# Компьютерные технологии > Железо (hardware) > Общие вопросы >  мониторинг компьютера

## Duran200

Возможно ли наблюдать за температурой процессора, чипсетов и скоростью вентиляторов если не стоят родные драйвера на материнскую плату при загруженной ОС? У меня мать intel DQ965GF на неё нет драйверов на Windows 7. Я поставил на звук, сеть и др. драйвера отдельно. Всё работает отлично. Но проблема в том, что при установке различных мониторинговых программ они не работают, даже специальная интеловская прога.

----------


## Cheechako

Что-то не так: 


> ...специальная интеловская...


 может и не работать, но другие (некоторые, как минимум) должны :)

----------


## Duran200

устанавливал speedfan, пишет "INFO : NO SUPPORTED CHIP DETECTED", HWMonitor выдает только одну температуру винчестера, MBM5 корректно не запустился. Ставил парачку других тоже не работает.

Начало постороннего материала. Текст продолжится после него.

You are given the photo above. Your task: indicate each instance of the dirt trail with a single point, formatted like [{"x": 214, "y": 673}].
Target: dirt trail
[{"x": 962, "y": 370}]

_Добавлено через 5 минут 50 секунд_
Может специальная программа мониторинга под Windows 7?

----------


## Cheechako

Похоже, если верить http://lists.lm-sensors.org/pipermai...er/021920.html, данный чипсет действительно ничем не поддерживается (кроме, м.б., Intel'я).
Интересный случай  :(

----------


## Duran200

Спосибо за информацию. Может попробую поставить linux, я посмотрел драва есть. На нем поставить мониторинговую прогу, и тогда по возможности разогнать комп. 
А 7 и XP поставить VMware-ом.

----------